Even though the clinical application of PRP injection for degenerated discs is gaining popularity, an important aspect which needs to be considered is the age of the target population. The impact of age on the effectiveness of growth factor injections has been previously discussed (14). Likewise, a low number of functional cells in the intervertebral discs of older patients may hinder the efficacy of PRP injections. The PRP therapy will be more efficient if applied before disc degeneration reaches an advanced stage. Another possible approach will be the use of PRP in combination with cellular therapy, such as the use of nucleus pulposus cells.
The cost-effectiveness of PRP therapy remains controversial. In 2013, Hsu et al. reported that it is more expensive than steroid injections when used in the short-term, but potentially less expensive when used for long-term treatment (20). On the other hand, PRP therapy is widely described as cost-effective as it is autologous in nature, simple to prepare and readily available (33,46,47).

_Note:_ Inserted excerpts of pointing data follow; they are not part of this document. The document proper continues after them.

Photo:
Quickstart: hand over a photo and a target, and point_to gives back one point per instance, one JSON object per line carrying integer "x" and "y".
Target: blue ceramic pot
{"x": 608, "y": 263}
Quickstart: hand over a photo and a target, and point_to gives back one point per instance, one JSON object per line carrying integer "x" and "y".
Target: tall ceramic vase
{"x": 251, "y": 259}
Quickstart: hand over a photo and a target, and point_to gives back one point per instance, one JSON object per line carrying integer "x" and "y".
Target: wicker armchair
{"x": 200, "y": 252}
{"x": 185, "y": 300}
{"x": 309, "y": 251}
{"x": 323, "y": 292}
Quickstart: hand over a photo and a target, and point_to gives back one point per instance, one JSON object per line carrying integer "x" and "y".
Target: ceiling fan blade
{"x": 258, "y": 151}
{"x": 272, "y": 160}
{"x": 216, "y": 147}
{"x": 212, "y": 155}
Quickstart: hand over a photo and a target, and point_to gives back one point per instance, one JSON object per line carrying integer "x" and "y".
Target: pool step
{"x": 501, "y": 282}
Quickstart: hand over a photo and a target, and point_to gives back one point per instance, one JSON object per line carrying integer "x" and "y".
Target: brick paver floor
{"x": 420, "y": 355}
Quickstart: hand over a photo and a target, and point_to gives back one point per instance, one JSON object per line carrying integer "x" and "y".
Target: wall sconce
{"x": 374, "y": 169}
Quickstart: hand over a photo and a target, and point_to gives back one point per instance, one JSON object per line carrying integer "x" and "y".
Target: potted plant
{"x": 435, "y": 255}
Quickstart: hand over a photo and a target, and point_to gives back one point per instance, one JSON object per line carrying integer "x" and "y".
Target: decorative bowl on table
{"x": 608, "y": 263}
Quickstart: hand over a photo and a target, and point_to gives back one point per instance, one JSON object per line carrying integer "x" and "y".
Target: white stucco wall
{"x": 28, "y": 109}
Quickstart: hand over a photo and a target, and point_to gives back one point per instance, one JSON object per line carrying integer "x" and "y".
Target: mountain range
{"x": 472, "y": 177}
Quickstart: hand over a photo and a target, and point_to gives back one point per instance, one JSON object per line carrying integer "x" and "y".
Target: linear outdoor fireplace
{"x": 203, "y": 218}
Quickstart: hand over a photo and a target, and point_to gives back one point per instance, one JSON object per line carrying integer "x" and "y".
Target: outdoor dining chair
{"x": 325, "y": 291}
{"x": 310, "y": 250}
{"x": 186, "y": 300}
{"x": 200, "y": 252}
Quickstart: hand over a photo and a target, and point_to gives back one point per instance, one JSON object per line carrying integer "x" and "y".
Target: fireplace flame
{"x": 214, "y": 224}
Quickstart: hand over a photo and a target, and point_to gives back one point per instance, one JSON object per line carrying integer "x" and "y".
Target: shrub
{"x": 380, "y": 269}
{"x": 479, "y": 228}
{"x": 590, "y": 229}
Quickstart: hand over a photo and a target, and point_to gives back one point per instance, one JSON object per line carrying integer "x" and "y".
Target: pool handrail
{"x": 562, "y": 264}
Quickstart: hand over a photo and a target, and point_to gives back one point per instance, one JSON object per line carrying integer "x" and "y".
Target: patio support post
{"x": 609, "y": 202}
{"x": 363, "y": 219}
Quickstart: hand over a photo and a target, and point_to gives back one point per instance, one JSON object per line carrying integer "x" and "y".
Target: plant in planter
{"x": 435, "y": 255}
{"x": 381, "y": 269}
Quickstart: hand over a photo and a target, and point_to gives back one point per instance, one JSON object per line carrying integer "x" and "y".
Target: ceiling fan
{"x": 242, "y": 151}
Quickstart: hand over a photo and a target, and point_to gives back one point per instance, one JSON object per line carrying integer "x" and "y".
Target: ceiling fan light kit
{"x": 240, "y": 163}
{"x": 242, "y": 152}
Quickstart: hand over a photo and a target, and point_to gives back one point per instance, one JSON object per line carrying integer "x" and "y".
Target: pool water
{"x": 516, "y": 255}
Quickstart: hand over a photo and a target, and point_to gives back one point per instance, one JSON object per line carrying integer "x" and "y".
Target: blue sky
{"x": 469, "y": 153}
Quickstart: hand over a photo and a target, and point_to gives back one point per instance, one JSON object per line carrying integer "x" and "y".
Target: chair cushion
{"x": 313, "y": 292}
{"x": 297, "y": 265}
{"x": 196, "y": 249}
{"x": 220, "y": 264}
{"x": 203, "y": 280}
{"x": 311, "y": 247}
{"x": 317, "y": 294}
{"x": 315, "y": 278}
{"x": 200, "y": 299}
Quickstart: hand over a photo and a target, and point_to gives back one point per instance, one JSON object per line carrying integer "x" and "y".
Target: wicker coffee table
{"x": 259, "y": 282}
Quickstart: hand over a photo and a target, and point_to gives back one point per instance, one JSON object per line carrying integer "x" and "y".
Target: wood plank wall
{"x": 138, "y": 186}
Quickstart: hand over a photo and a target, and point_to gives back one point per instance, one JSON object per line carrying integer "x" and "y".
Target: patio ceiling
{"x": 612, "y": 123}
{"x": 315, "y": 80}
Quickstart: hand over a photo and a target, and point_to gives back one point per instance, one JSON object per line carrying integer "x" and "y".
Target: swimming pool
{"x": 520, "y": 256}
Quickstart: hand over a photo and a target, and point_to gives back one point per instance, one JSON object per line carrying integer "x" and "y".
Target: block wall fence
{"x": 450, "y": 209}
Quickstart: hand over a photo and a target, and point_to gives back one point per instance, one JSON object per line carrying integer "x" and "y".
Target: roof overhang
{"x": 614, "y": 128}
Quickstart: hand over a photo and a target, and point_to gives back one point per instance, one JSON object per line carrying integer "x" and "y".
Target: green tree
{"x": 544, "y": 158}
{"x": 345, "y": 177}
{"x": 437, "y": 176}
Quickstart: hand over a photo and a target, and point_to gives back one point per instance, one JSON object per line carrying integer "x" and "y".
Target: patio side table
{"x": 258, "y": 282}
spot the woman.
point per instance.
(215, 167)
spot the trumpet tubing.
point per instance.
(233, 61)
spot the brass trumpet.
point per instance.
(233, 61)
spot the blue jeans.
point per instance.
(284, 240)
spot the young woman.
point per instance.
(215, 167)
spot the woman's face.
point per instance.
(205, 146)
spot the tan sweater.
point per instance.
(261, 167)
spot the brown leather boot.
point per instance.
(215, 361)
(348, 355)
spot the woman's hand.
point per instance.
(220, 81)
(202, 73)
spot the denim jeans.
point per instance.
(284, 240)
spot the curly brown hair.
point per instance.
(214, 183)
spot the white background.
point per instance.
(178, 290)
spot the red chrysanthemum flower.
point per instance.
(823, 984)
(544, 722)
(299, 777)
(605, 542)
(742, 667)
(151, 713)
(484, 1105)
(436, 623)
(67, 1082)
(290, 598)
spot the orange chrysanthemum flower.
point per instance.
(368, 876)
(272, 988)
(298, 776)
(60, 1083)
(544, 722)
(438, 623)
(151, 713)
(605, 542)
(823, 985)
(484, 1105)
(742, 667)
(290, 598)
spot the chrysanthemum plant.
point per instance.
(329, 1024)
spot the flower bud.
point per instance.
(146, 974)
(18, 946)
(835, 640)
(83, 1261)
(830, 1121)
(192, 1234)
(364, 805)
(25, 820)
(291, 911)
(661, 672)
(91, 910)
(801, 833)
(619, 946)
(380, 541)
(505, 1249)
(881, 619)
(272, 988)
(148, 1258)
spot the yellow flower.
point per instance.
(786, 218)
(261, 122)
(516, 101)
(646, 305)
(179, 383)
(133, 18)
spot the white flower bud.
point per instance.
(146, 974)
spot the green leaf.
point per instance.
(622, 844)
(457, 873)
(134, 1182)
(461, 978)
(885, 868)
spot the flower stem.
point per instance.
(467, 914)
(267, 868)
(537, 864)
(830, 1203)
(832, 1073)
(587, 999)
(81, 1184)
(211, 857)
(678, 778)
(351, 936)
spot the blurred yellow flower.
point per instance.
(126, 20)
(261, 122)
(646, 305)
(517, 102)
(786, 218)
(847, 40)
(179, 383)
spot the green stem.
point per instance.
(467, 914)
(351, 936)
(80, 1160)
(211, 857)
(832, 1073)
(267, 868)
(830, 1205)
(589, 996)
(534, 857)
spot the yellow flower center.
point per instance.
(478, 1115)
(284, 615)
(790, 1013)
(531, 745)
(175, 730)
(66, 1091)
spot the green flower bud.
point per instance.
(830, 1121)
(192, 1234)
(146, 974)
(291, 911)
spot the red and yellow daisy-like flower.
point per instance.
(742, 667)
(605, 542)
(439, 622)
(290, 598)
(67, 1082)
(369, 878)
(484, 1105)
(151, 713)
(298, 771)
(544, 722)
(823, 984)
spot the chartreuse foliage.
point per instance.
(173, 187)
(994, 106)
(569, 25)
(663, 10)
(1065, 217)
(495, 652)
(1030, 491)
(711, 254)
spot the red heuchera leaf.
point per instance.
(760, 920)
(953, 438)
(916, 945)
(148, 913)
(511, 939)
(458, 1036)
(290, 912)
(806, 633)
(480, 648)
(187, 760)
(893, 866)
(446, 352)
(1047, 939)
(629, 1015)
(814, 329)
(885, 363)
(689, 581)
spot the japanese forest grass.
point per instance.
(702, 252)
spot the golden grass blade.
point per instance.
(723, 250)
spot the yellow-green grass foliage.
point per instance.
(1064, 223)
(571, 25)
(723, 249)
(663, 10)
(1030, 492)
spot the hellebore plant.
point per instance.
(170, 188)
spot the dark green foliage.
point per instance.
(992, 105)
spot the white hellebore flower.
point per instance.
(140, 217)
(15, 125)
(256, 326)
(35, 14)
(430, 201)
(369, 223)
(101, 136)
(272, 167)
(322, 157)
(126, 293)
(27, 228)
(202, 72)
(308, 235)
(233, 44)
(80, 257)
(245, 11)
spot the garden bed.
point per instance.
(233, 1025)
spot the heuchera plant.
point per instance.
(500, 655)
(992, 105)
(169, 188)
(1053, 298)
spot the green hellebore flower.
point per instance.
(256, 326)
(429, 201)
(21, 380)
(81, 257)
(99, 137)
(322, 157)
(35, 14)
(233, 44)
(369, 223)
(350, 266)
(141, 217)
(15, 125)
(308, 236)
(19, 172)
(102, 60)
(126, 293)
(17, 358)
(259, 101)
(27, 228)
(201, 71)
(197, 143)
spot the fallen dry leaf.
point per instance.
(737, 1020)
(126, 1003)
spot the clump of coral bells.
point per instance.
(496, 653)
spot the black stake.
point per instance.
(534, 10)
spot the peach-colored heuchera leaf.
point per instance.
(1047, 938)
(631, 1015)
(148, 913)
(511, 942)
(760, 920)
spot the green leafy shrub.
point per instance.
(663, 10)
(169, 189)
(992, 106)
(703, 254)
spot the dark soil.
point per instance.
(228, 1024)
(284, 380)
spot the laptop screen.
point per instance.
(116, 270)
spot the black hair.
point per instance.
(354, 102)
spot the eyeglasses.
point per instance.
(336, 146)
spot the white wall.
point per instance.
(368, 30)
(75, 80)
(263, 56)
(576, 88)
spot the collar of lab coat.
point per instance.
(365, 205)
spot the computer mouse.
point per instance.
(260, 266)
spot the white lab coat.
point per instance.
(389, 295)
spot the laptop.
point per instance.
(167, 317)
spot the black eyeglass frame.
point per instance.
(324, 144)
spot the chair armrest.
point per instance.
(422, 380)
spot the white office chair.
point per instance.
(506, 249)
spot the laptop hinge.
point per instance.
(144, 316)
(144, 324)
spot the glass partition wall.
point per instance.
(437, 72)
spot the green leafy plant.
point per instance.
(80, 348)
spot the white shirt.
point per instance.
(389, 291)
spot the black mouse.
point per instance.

Future directions in PRP therapy include conducting more randomized, controlled and unbiased clinical trials to provide higher quality evidence (48). To the best of our knowledge, only a single randomized controlled clinical trial has been conducted on the effectiveness of PRP injections on discogenic low back pain (38). Further research is necessary to investigate the long-term effects of PRP injections, including possible adverse effects, over longer follow-up periods. A possible future clinical direction would be to compare single and multiple injection regimes within the same study. Other aspects such as the method of preparation of PRP including starting whole blood volume, platelet concentration, PRP composition and amount of PRP injected can be further investigated. Additional research on the above aspects will be advantageous to clinicians in providing better guidance and indications for determining individual patient-based treatment plans and, thus, better clinical outcomes.
Conclusions
In this review, we described clinical evidence from the literature and presented an update on the use of PRP therapy for the treatment of discogenic low back pain. It is evident from our review that PRP is a safe, effective and feasible treatment modality and is evolving as a powerful therapy for the treatment of discogenic back pain. Considering the remarkable progress made already, and the other potential aspects which remain for further investigation, PRP therapy undoubtedly offers new and exciting prospects for the treatment of degenerative disc disease and other musculoskeletal disorders.
Acknowledgements
None.
Footnote
Conflicts of Interest: The authors have no conflicts of interest to declare.